Leah: “My first concern was whether my PPE was on correctly. We had all been fit-tested but this was the first time I had worn protection like this.

“The intensive care unit was a new situation for me, so in the beginning I did feel overwhelmed; you see the pictures on the TV, but nothing quite prepares you. However, it is comforting to know that you are helping; I returned from a week off and one of the patients I was looking after was awake and blinking – that was great to see.”

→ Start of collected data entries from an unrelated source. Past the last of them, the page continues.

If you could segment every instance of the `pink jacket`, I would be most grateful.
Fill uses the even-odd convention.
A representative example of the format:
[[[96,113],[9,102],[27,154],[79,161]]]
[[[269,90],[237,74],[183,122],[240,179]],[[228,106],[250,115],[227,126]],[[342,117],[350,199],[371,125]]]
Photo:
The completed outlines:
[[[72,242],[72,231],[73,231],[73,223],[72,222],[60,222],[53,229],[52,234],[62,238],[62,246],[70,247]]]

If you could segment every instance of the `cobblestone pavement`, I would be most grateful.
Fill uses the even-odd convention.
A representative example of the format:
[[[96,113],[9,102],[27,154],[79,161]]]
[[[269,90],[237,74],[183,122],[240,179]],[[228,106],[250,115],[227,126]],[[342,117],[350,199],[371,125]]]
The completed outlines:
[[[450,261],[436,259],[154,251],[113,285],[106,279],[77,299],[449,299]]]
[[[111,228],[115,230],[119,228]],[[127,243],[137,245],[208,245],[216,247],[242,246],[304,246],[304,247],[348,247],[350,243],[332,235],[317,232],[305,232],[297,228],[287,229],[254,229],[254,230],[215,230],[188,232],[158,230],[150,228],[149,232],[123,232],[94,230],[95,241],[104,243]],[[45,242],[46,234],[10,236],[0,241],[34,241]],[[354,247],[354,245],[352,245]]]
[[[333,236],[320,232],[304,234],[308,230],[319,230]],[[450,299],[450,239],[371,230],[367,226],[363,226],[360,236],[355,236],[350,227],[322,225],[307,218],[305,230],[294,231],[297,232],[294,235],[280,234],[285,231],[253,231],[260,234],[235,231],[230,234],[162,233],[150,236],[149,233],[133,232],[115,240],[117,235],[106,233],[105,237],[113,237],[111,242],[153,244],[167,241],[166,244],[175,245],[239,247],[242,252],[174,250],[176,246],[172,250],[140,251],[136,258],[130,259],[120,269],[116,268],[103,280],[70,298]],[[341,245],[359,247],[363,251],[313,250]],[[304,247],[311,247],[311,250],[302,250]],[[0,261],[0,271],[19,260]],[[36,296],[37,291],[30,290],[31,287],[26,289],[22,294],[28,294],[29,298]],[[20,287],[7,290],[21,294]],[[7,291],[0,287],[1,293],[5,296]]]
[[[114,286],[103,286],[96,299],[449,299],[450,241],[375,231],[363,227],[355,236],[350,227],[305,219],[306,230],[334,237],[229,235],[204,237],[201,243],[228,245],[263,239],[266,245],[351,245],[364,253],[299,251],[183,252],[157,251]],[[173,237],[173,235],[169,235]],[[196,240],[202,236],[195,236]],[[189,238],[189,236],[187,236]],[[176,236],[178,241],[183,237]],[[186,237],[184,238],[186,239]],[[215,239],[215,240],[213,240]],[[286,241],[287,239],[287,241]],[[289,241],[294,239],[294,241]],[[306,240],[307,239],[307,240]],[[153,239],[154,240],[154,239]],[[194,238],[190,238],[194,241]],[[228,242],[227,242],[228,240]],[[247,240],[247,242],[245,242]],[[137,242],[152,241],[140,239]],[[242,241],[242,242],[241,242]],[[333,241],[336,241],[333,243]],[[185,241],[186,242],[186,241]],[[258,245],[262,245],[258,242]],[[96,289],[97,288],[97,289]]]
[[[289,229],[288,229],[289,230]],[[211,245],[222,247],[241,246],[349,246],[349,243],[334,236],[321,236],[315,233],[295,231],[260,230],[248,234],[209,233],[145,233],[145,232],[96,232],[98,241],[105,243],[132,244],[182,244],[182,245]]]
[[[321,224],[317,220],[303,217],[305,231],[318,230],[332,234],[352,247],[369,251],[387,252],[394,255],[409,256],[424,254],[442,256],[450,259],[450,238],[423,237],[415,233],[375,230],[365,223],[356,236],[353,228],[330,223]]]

Caroline: “I’ll be honest, I did find my first few shifts tough. However, I would agree with Leah after the initial shock, you do become familiar with what is going on around you. We have seen patients improve, and that is why we do the job we do.

“Huge credit goes to the intensive care team, who despite working under extremely high pressure, and longs hours, are so calm and professional. The responsibility the nurses have is phenomenal, I was amazed by what they do day in and out.”

And finally, what are your reflections on the past year?

Mr Coombes: “Working during the pandemic has been a big learning experience and taught me to take nothing for granted; we all knew there would be a second wave, but none of us imagined it would be as bad as it was. It has shown that we can be flexible, adaptable and resilient, and we have worked more as one than ever before, which is encouraging for the future.

Caroline: “The pandemic has taken us to different territories and enabled us to grow as a team. During the first wave we planned for the second wave, so we could further assist on critical care if we needed to. I am glad we did that as we were able to contribute to the Covid-19 response so much more using our expertise – I feel very proud of what we have done to help our patients.”

Leah: “During the first wave of the pandemic I was redeployed to other areas of the hospital, aside from critical care, and I was also part of the second wave planning work, so I have seen The Royal London is lots of different lights.

“This experience will change how ophthalmology works not just with intensive care but the whole hospital; we’ve almost extended our role as staff from across the hospital understand how we can help.”